It’s time for a carbon tax. No, actually, we need a carbon fee.
We’ve already had a carbon tax in place for one sector and many decades. There are both federal and state taxes levied on gasoline. However, while these taxes were once used to build and rebuild our nation’s highways, like many taxes, these have been diverted toward other governmental needs.
Meanwhile, our roads and bridges have gone neglected. Some bridges have even fallen down, which is something we imagine happening only in other nations, not in the greatest economy in the world.
The problem with taxes is politics. Economists view taxes in a very different light than do politicians.
I once had a discussion about the nature of taxes with a legislator in Alaska. I’d explained to her that, to an economist, taxes are used to fund fairly essential services that cannot be efficiently provided by the private sector. Or, taxes ought to be used to discourage us to do some things that cost others, and hence encourage us to do other things that are perhaps more benign or more economically justifiable.
She told me that, from a legislator’s perspective, taxes are used to generate revenue to spend. She sought to tax those who can be coerced most easily to pay, rather than who ought to pay. We disagreed, but I digress.
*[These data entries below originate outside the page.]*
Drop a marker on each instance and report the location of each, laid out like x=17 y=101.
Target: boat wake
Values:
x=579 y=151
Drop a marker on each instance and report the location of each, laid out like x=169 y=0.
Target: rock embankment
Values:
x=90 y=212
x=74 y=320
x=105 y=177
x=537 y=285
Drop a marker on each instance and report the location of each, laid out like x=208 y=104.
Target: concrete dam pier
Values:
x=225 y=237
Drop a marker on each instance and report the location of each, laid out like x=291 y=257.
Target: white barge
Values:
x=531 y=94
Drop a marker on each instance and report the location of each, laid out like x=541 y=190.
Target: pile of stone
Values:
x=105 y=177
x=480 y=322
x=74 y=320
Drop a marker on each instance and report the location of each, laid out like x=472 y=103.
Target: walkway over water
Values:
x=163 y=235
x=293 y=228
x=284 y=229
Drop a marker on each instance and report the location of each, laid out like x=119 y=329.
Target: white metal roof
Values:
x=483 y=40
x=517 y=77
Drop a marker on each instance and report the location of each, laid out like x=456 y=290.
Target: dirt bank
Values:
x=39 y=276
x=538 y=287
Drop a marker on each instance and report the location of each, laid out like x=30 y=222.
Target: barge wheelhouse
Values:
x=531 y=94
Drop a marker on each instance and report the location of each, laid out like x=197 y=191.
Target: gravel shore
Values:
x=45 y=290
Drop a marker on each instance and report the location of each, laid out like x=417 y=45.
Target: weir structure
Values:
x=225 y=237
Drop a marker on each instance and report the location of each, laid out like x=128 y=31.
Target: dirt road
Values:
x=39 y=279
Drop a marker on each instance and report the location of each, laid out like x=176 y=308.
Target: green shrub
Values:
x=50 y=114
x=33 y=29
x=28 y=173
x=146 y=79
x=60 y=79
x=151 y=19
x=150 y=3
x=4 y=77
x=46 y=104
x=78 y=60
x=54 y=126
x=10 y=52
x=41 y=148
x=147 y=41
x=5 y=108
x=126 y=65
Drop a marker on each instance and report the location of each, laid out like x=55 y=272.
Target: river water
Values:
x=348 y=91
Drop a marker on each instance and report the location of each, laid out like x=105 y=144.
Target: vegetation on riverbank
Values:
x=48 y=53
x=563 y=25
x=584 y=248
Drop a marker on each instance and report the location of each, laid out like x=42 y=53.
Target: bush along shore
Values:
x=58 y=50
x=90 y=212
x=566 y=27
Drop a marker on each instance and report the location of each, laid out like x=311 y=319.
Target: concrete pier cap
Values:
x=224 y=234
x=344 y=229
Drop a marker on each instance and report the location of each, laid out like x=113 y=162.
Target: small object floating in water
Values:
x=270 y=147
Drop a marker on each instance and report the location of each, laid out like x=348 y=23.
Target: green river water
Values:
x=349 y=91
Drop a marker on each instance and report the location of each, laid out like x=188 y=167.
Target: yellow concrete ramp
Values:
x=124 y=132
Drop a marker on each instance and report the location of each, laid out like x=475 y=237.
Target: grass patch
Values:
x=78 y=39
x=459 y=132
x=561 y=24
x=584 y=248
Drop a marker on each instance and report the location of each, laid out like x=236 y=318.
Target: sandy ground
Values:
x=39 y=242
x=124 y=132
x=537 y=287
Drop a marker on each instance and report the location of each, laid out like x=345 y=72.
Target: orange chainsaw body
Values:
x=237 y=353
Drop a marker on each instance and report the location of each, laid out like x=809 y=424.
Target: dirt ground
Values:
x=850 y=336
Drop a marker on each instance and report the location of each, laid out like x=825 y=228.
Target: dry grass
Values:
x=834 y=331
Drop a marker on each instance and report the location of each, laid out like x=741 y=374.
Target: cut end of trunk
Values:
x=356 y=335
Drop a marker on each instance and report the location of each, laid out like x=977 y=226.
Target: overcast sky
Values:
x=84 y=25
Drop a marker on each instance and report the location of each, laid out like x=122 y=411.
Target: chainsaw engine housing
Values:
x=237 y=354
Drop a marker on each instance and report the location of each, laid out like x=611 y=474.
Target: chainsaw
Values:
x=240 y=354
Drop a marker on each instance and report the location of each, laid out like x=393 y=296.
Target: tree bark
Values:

We have to trust politicians to take our taxes and use them wisely. I have more faith in establishing a carbon fee that ensures we direct those revenues to mechanisms that might solve the global warming problem.
Now, just to invoke the term global warming I know generates some controversy. Some do not believe that there is a warming trend, but few scientists believe that any more. Others acknowledge a warming trend, but don’t believe it is solely, or even mostly, caused by humans.